Page 3 – 'An array of awful pies'

According to a 1960s promotional booklet, the Cook Strait rail ferries meant ‘No windy wharfside meetings, no uncomfortable wait for transport—in bright, fully appointed shipside lounges the voyage begins and ends on a high note.’ A 1962 photo spread in the Weekly News showed happy passengers being served by a white-jacketed steward behind ‘one of three horseshoe counters from which snack meals are served’.

Reality usually fell far short of those cheesy publicity shots. David Johnson recalled that passengers took their chances with unappealing food items such as ‘savoury mince’, pies and sandwiches with bread curling on the edges that were ‘handed over rather than served’. A former crewman described a steward spreading butter with his fingers because he was too lazy to find a knife.

By 1973, the Railways Department advised that ‘each vessel has a bar lounge, a cafeteria, television, an observation lounge, an information bureau, a shop and a telephone kiosk. “Aranui” also has a coffee lounge.’ Unfortunately, as Johnson recalled, the shop ‘specialised in selling Truth, Best Bets, The New Zealand Women’s Weekly, chocolate bars and snacks’. It also closed ‘while the crew member on duty had their designated time off'.

The line’s revamp in the late 1980s improved the food, although as one newspaper reported, not all travellers’ experiences were happy:

The cafeteria stayed closed for the early part of the voyage and when the grubby doors finally opened, the party staggered to the counter to be greeted by an array of awful pies stolen from the tomb of long dead Pharoahs, yellow, curly bits of parchment spread with ptomaine paste and, a cardboard sausage roll surmounted by a fly which seemed the freshest thing on display.
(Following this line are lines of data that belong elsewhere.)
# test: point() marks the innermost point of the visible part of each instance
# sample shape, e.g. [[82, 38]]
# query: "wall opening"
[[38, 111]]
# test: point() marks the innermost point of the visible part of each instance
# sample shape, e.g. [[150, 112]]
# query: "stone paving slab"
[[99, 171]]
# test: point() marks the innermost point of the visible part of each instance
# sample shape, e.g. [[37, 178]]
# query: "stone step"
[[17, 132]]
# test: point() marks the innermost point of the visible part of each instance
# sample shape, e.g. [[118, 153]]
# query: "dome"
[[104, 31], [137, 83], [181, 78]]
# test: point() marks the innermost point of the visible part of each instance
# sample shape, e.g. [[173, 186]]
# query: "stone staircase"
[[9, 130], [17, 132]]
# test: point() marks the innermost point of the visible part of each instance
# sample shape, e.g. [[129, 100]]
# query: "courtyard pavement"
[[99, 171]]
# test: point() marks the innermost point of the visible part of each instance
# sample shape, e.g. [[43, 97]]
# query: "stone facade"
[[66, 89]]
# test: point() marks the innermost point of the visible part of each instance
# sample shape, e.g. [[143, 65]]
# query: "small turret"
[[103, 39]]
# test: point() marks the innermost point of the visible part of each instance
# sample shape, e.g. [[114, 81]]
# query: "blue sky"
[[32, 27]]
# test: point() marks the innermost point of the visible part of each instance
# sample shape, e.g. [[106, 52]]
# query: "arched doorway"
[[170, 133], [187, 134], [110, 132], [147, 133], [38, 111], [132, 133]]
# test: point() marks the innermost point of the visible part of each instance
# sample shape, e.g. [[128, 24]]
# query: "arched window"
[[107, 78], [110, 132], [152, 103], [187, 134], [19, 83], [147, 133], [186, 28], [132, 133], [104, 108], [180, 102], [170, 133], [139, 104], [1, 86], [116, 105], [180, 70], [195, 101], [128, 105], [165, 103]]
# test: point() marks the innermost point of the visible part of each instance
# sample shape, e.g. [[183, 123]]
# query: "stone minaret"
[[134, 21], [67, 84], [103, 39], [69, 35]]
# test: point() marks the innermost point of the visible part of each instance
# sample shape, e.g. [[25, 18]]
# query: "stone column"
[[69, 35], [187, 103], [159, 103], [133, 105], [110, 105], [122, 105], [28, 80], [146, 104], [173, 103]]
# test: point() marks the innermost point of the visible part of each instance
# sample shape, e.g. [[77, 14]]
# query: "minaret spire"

Reluctantly by-passing these tasty treats, the group was seduced by the hand-scrawled sign declaring ‘Hot food’. The first bold traveller summoned up enough courage to disturb the slumber of the grime-encrusted, bad-tempered troll behind the counter and inquire what was in the steaming vats he presided over.

With a grunt the troll dumped a grubby ladle in one vat and brought forth a steaming pile of soggy baked beans. To the accompaniment of a prolonged snort, he shoved the same ladle in the next vat and revealed a grey, glutinous mess so lacking any obvious connection with known foodstuffs that the imagination ran riot as to what it might contain. A timid inquiry as to whether there was anything else produced such a savage snarl and dull yellow flow from the troll’s red deep-sunk eyes, that one and all chose baked beans. Better the risk of flatulence, it was thought, than a painful lingering death.

But changes were made. Railways management noticed how successfully European ferry operators extracted money from their captive clients.

By 1988 the menu had been enlarged from the traditional pies to sandwiches, toast, slices of pizza, cake (usually sultana cake), baked beans with bread and butter—and pies. Management talked of a restaurant menu to include “venison, lamb, beef and pork, a wide range of salads and New Zealand cheeses, wines and beers.” It was almost unbelievable.

The modern ships provide more sophisticated fare in upmarket bars with names such as the Karori Rip Bar or Caffe Oliveto. The ships have also just introduced airline-style lounges for the well-heeled. ‘Kaitaki Plus’ is limited to a maximum of 85 people and offers Internet access, comfortable seating, newspapers and magazines and complimentary beer, wine, tea, coffee and finger food, and a brat-free (no under-15s) zone.

Some things, though, don’t change. According to The Interislander website, every year ‘96,578 pies and 63,210 litres of beer are consumed on board’.